The FCC released draft versions of two broadcast NPRMs slotted for its May meeting, plus a wireless item. The draft on FM translator interference proposes allowing translators to relocate freely with minor modification applications and a six-complaint minimum to bump a translator from its signal, as expected (see 1804180068). The other media NPRM concerns eliminating a rule requiring the physical display of broadcast licenses. The agency also released a draft NPRM seeking comment on allowing more flexible use in the 2.5 GHz band.
A court consolidated challenges to FCC Lifeline tribal limits and set a briefing schedule. The National Lifeline Association and resellers filed a January petition (in Pacer) seeking relief from the commission's late 2017 order, which restricted enhanced Tribal Lifeline USF support by targeting it to "facilities-based" service and newly defined "rural" areas (see 1801290020). The U.S. Court of Appeals for the D.C. Circuit had established a briefing schedule for that case, but this week it granted (in Pacer) a motion to consolidate the case with Crow Creek Sioux Tribe's March petition (in Pacer). Crow Creek challenges the same decisions and alleges "the commission did not meaningfully consult with Tribal authorities about the impact of these changes on native communities as required by law." Both petitioner opening briefs are now due May 9, the government's response brief June 25 and petitioner reply briefs July 16 in National Lifeline Association v. FCC, No. 18-1026, consolidated.

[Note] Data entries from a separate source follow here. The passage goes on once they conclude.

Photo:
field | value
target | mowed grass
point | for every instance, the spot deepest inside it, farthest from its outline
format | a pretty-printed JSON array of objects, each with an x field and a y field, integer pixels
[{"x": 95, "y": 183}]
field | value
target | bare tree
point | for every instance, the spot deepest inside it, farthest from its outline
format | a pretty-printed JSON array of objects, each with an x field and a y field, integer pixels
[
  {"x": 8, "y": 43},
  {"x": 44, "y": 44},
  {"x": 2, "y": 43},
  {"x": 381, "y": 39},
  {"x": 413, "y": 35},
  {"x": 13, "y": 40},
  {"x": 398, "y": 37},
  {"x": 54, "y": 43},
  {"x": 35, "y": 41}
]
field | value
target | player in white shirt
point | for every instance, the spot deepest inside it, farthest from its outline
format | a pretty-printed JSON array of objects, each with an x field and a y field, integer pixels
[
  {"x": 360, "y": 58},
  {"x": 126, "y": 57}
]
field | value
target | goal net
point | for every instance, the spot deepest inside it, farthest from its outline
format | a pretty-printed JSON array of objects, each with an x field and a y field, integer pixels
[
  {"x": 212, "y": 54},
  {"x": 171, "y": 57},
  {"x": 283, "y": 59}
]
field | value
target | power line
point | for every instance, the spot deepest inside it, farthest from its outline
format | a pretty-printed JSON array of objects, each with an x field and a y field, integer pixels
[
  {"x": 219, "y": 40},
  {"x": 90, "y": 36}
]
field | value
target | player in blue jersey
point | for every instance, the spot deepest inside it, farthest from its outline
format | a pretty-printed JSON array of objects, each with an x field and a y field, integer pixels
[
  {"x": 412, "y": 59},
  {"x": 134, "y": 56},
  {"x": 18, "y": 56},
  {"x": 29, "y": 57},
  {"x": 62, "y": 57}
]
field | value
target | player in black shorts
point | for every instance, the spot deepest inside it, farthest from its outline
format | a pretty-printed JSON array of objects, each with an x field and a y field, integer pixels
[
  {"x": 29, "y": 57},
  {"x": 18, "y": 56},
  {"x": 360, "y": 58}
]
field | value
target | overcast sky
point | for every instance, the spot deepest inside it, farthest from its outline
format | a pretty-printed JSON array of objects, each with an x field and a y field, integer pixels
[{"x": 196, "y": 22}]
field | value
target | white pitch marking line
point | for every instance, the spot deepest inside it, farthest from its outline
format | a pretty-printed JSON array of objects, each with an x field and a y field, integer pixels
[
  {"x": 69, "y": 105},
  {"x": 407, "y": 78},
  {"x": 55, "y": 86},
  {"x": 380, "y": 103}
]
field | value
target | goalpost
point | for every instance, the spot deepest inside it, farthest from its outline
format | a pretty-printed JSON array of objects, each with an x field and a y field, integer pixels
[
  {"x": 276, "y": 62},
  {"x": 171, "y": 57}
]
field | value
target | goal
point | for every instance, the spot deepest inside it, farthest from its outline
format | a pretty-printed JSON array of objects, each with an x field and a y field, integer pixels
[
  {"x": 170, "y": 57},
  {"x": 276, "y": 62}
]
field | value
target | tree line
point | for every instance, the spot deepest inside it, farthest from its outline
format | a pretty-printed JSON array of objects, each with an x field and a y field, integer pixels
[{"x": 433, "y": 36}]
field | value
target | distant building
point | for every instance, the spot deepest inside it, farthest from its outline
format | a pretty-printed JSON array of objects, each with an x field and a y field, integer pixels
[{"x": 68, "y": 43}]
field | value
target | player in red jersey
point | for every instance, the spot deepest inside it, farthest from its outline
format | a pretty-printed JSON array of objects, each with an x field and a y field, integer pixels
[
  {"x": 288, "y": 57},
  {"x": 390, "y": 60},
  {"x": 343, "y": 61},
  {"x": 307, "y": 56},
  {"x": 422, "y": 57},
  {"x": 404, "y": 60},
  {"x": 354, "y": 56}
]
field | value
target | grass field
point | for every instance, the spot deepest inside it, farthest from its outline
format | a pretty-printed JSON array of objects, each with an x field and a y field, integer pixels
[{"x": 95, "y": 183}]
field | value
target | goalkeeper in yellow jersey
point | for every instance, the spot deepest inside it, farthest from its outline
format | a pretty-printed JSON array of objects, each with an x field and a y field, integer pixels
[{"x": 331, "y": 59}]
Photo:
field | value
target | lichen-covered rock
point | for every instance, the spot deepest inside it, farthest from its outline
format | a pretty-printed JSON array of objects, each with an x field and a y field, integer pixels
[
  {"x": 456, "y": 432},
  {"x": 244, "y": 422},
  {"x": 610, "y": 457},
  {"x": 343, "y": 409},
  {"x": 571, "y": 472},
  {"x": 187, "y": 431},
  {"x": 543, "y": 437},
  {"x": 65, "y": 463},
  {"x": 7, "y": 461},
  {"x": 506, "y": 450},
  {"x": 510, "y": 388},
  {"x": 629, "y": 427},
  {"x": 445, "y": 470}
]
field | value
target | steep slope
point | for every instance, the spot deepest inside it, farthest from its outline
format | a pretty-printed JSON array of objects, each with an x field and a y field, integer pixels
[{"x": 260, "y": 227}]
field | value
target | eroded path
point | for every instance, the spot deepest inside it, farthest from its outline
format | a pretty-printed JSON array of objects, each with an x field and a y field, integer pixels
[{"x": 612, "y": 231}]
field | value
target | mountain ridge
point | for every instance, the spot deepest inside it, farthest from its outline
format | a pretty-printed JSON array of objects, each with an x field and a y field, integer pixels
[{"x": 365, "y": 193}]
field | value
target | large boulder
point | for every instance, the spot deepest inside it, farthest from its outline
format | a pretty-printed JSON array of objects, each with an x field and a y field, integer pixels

Disney's proposed buy of Fox's nonbroadcast assets got a DOJ second request for information March 5, the companies said in a draft proxy vote filing to the SEC Wednesday. The companies said Disney might have to pay a termination fee of $2.5 billion if the deal isn't consummated because it doesn't receive regulatory approvals or is blocked on antitrust grounds. They said completion is conditioned on FCC consent "if required," plus regulatory approvals from the EU, Australia, Brazil, Canada, China, India, Israel, Japan, Mexico, the Russian Federation, South Africa, South Korea, Taiwan, Turkey and the U.K. "if required." The deal would boost the buyer's ability to do direct-to-consumer (DTC) offerings and its IP portfolio and output capability, Disney's board said. The board said the transaction would speed up its DTC strategy via Fox's content and capabilities and as a result of having a controlling stake in Hulu. Disney said Fox received an unsolicited offer from an unnamed second company after news of Disney/Fox deal broke in November, but Fox's board decided a deal with that company posed "a qualitatively higher level of regulatory risk, including the possibility of an outright prohibition, than such a transaction with Disney." Disney/Fox is seen facing an uncertain reception from DOJ but the FCC likely won't play a role (see 1712130010). Comcast bid for Sky, which 21st Century Fox owns much of, and the cable operator has been named as a possible buyer of all of Fox (see 1802270011).